New Caledonia is an overseas territory of France and it is ruled through the office of the high commissioner. The territory has some autonomy over regional matters, but France controls all areas of education, defense, law and order, justice, etc. Today, everyone in New Caledonia is considered a French citizen.

Social Organization. The traditional social structure was closely related to a set of spatial reference points such as homestead mounds, inhabited places, and various other natural features, all of which were carefully inventoried and delimited the rights of the human population over its lands and waters. Those people descended from the first homestead mounds occupied by the clan were considered clan elders and they were consulted on all moral issues (e.g., land disputes) and matrimonial matters. Ceremonial exchanges reinforced families' social and political identity vis-à-vis one another. For example, maternal and paternal kin-group relations were defined by the ceremonial exchanges surrounding birth, marriage, and death.

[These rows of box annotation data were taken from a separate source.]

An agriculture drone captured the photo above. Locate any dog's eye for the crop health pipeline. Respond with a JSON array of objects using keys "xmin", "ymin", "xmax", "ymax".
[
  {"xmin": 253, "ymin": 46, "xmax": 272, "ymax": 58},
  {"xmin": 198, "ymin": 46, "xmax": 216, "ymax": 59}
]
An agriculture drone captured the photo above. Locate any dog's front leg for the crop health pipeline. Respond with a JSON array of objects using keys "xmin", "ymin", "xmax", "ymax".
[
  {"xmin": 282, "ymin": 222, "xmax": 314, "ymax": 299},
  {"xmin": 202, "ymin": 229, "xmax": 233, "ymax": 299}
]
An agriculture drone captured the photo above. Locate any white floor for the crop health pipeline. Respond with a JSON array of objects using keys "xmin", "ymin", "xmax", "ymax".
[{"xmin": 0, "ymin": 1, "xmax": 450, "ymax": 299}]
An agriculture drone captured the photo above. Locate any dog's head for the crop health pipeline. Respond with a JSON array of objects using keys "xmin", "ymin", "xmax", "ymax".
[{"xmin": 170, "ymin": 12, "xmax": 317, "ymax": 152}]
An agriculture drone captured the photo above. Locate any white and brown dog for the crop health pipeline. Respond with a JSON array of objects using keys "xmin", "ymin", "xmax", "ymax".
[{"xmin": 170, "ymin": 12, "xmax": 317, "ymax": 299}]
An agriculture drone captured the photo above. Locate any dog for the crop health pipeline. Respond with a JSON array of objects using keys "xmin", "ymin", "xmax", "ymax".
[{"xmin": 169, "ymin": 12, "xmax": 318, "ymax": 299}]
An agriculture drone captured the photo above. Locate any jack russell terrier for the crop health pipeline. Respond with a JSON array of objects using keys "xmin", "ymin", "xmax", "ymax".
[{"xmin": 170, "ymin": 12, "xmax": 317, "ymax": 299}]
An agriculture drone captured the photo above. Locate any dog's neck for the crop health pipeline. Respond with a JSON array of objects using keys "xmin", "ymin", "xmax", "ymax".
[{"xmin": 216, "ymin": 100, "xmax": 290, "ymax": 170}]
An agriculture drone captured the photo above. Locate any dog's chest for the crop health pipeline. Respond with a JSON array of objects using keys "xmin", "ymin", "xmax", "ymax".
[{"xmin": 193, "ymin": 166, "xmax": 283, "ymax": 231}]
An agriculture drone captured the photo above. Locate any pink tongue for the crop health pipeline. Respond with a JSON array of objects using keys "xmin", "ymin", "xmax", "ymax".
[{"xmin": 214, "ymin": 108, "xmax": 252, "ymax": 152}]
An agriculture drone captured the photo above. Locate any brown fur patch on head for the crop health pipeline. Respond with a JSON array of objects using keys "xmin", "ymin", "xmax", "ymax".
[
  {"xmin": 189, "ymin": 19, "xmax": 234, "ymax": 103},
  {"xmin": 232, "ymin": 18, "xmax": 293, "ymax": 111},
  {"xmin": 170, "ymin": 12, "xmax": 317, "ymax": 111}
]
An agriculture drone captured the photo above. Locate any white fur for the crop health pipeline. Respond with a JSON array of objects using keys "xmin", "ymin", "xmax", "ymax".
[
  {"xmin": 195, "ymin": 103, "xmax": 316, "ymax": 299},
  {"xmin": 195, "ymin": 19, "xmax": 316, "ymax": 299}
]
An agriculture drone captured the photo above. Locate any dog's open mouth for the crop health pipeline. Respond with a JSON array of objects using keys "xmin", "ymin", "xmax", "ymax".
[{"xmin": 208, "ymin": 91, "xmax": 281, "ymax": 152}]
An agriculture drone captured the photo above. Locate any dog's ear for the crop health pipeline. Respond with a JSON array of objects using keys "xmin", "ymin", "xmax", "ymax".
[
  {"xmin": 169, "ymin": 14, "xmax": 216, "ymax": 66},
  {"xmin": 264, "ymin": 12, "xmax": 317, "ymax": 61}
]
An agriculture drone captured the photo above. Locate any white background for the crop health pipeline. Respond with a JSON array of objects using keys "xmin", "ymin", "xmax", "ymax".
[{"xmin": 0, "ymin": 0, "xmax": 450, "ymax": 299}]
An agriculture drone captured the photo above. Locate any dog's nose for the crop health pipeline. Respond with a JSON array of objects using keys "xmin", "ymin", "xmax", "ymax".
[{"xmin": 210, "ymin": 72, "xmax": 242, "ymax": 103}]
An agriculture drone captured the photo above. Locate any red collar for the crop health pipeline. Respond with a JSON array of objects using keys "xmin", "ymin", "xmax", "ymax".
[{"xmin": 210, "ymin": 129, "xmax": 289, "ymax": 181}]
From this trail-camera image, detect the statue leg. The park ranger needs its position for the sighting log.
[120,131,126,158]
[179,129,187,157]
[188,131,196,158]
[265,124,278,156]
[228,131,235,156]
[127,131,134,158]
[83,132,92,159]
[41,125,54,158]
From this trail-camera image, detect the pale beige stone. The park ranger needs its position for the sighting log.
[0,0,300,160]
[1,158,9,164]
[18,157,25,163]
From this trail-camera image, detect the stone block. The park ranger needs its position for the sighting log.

Political Organization. Heads of lineages were seen as the guardians of the social and symbolic relations that united families into communal and regional political alliances. These "chiefs" were also focal points in a redistribution network. They received a part of the first yam harvest and a certain portion of all the land animals and fish caught. Some have seen these offerings as a type of tribute but in fact the chief quickly redistributed these offerings and sometimes even supplemented the redistribution with food from his own garden. Chiefs were reduced by colonial civil service into labor-recruitment officers and tax-collection agents. The territory is now divided into thirty-two districts known as communes and organized into three provinces that send elected officials to a territorial congress. A large number of traditional chiefs have entered the modern political arena.

Social Control. The structural model for Kanak society was the family where the junior family members were under the authority of the senior members. Similarly, junior lineages traditionally owed "service" to elder ones and conversely the elders had responsibilities toward the cadet lineages, just as adults were responsible for the well-being of the children who owed them obedience.

Conflict. Prior to French occupation, Kanak men engaged in clan warfare. The Kanaks also strongly resisted French Occupation, killing settlers and missionaries. The largest rebellion against French presence took place in 1878 when the Kanaks almost regained control of their islands. In the twentieth century, the clash of Kanak nationalism against the mass of entrenched settlers has catapulted the territory into world headlines.